Open 111kakaluote opened 1 year ago

111kakaluote commented 1 year ago

Describe the bug when I test the muon pipeline by using data of 6400cells, error happens when run 'mu.pp.neighbors(mdata, key_added='wnn')'' like : Error in `python': malloc(): smallbin double linked list corrupted: 0x0000558a3b39a900

System

gtca commented 1 year ago

Hi @111kakaluote, 6400 cells should not be an issue for mu.pp.neighbors though it depends on the available resources of course. For instance, you can find a tutorial with CITE-seq data of similar size here.

What is the size of the feature space that is being used? In standard workflows, reduced representation like PCA is used prior to calculating cell neighbourhood graphs, is it the case here as well?

gabumon0 commented 1 year ago

Hi @111kakaluote, 6400 cells should not be an issue for mu.pp.neighbors though it depends on the available resources of course. For instance, you can find a tutorial with CITE-seq data of similar size here.

What is the size of the feature space that is being used? In standard workflows, reduced representation like PCA is used prior to calculating cell neighbourhood graphs, is it the case here as well?

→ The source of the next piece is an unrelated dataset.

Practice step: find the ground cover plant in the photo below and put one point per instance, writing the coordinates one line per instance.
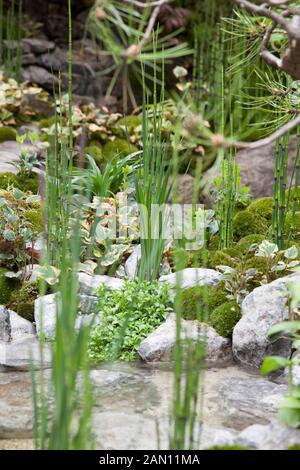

@gtca hi, there are 20015 gene and 18 protein feature, and I has reduced representation by PCA, my script is

##clr normalize
    pt.pp.clr(malldata['prot'])
    sc.pp.scale(malldata['prot'], max_value=10)
    sc.tl.pca(malldata['prot'])
##rna analysis
    malldata['rna'].layers['counts'] = malldata['rna'].X.copy()
##filter cell
    malldata['rna'].var['mt'] = malldata['rna'].var_names.str.contains("^[Mm][Tt]-")  # annotate the group of mitochondrial genes as 'mt'
    sc.pp.calculate_qc_metrics(malldata['rna'], qc_vars=['mt'], percent_top=None, log1p=False, inplace=True)
    mu.pp.filter_obs(malldata['rna'], 'pct_counts_mt', lambda x: x <= args.mtfilter)
##rna normalize
    sc.pp.normalize_total(malldata['rna'], target_sum=1e4)
    sc.pp.log1p(malldata['rna'])
    sc.pp.highly_variable_genes(malldata['rna'], min_mean=0.02, max_mean=4, min_disp=0.5)
    malldata['rna'].raw = malldata['rna']
    sc.pp.scale(malldata['rna'], max_value=10)
    sc.tl.pca(malldata['rna'], svd_solver='arpack')
##subset cells in the protein modality
    mu.pp.intersect_obs(malldata)
    sc.pp.neighbors(malldata['rna'])
    sc.pp.neighbors(malldata['prot'])

# Calculate weighted nearest neighbors
    mu.pp.neighbors(malldata, key_added='wnn',low_memory=True)
    mu.tl.umap(malldata, neighbors_key='wnn', random_state=10)

and now by using parameter low_memory=True, the memory used may be less.

gtca commented 1 year ago

Thank you, @gabumon0. Do you encounter the same issue at the line with mu.pp.neighbors()? Is there any log that you might be able to share?

gabumon0 commented 1 year ago

Thank you, @gabumon0. Do you encounter the same issue at the line with mu.pp.neighbors()? Is there any log that you might be able to share?

@gtca sorry, I am @111kakaluote too, @gabumon0 is my another ID and I forget to switch the github ID.